T-Mobile NL acquisition surprise quells panic mongering, says GlobalData

Following the news that private equity firm Apax Partners LLT and investor Warburg Pincus have agreed to acquire T-Mobile Netherlands Holding from Deutsche Telekom (which currently holds 75%) and Tele2 (currently 25%) for a transaction Enterprise Value of €5.1bn;

Emma Mohr-McClune, Service Director at GlobalData, a leading data and analytics company, offers her view:

“Firstly, rivals will no doubt be extremely relieved that India’s Reliance Industries – linked to one of the most innovative and aggressive mobile market entrant case studies in telecommunications history – has failed in its reported bid to enter the European market via this Dutch acquisition.

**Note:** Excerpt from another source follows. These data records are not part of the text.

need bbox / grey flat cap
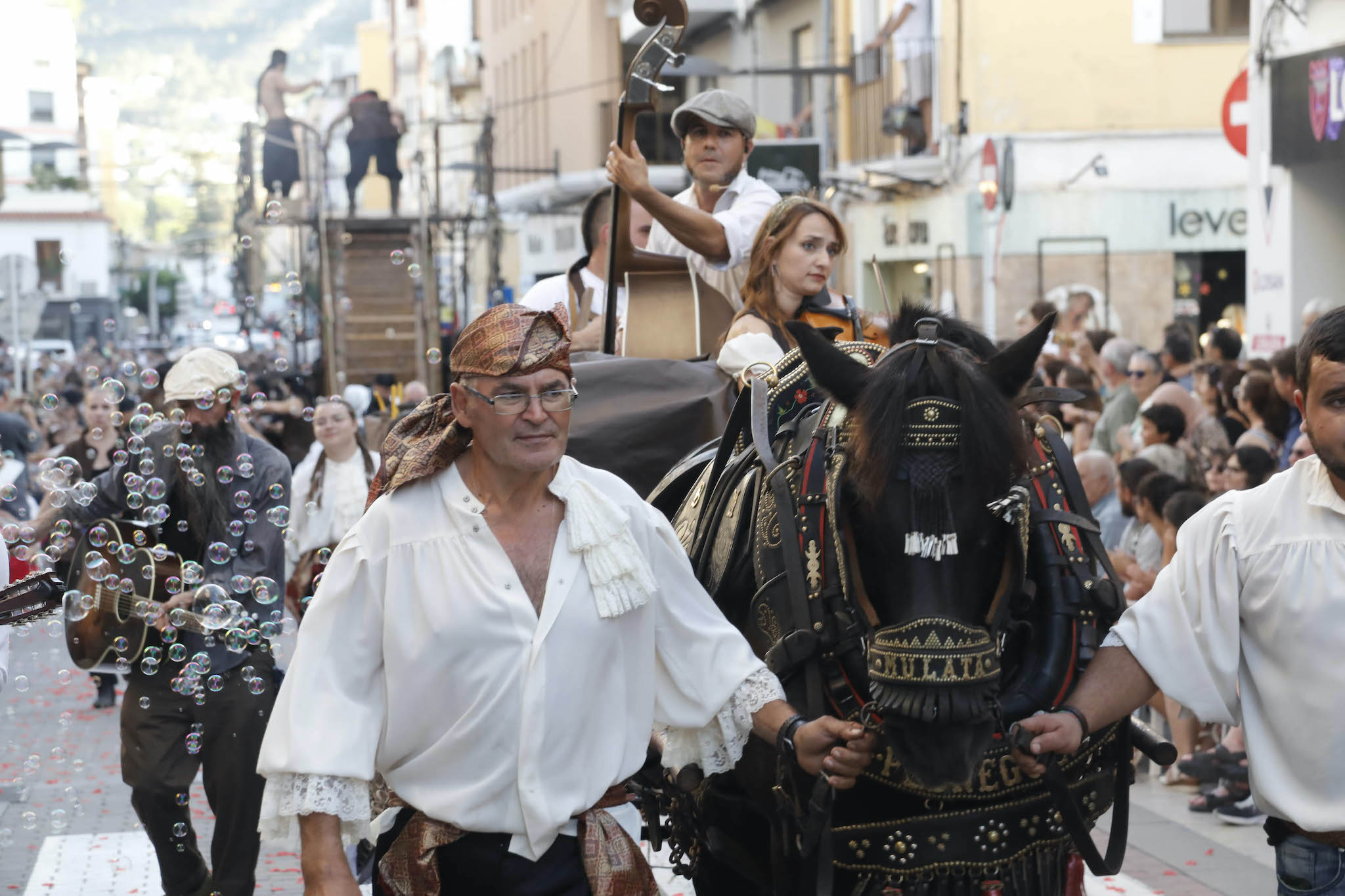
[672,90,756,140]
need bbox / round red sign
[1223,68,1248,156]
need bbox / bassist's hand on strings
[607,140,650,200]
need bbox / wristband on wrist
[1056,702,1088,740]
[775,714,806,763]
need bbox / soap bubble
[99,376,127,404]
[252,575,284,605]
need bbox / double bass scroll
[603,0,733,358]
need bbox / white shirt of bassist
[648,168,780,308]
[258,457,783,861]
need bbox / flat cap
[164,347,241,402]
[672,89,756,140]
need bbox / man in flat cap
[258,304,874,896]
[33,348,292,896]
[607,90,780,308]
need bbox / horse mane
[850,304,1028,507]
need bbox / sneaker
[1214,797,1266,825]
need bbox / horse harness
[667,322,1128,896]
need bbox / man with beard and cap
[35,348,290,896]
[258,304,874,896]
[1018,309,1345,896]
[607,90,780,308]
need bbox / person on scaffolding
[326,90,405,218]
[257,50,321,199]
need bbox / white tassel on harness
[986,485,1028,525]
[562,479,657,619]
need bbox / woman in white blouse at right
[285,398,378,618]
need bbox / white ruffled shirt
[257,458,784,860]
[1103,457,1345,830]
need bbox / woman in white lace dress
[285,398,378,618]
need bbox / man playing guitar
[35,348,290,896]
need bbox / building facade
[0,0,110,339]
[833,0,1250,345]
[1246,0,1345,354]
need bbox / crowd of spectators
[0,341,428,710]
[1032,311,1313,823]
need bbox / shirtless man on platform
[257,50,321,196]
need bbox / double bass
[603,0,734,358]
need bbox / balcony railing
[850,37,939,161]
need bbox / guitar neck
[94,587,211,635]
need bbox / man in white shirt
[518,190,653,352]
[607,90,780,308]
[1018,309,1345,896]
[258,305,875,896]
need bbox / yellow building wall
[963,0,1248,132]
[834,0,1248,153]
[355,22,393,212]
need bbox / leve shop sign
[1269,46,1345,165]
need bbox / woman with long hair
[285,396,378,618]
[1224,444,1277,492]
[718,196,888,376]
[1233,371,1289,457]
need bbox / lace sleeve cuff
[663,666,784,775]
[1100,629,1126,647]
[257,773,368,849]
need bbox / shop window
[789,26,812,137]
[33,239,60,291]
[31,149,56,176]
[1164,0,1251,37]
[28,90,55,121]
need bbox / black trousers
[345,137,402,196]
[121,652,276,896]
[374,809,593,896]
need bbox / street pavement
[0,631,1275,896]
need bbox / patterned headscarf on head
[366,304,573,507]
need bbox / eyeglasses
[460,383,580,416]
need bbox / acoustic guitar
[603,0,734,360]
[0,570,66,626]
[66,519,213,672]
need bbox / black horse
[651,307,1128,896]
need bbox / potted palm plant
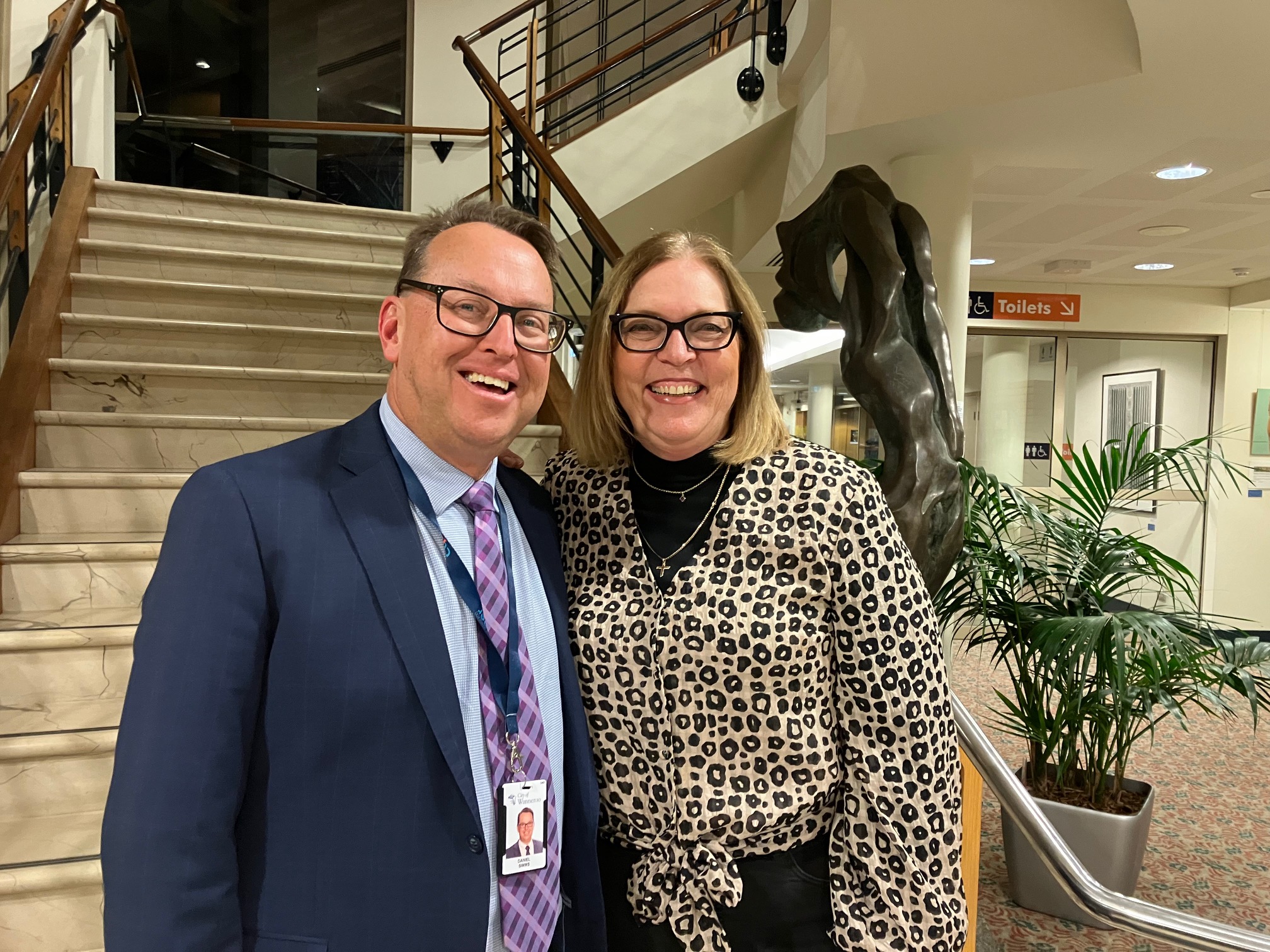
[936,428,1270,926]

A successful Reliance acquisition coup would have sent rival digitalization teams scurrying for cover, whereas Apax Partners and Warburg Pincus represent a far more familiar – and therefore competitively predictable – prospect.

“Although the deal still needs to move through all the usual regulatory hoops and approval processes, we see this as a good fit for Apax Partners and Warburg Pincus. T-Mobile NL has much in common with earlier-acquired, small market challenger acquisitions that these partners have worked on before, either separately or together.

“However, all of T-Mobile NL’s existing challenger references are on the mobile side, with much work to do to establish T-Mobile NL as a convergence player in the Netherlands. Its fixed-line customer base of 700,000 is tiny in comparison to better-established players KPN and VodafoneZiggo – and T-Mobile NL’s position on payTV is likely tiny. This makes us think that the consortium partners, should they be successful in this acquisition, could be considering further M&A as a short-cut to convergence strength.”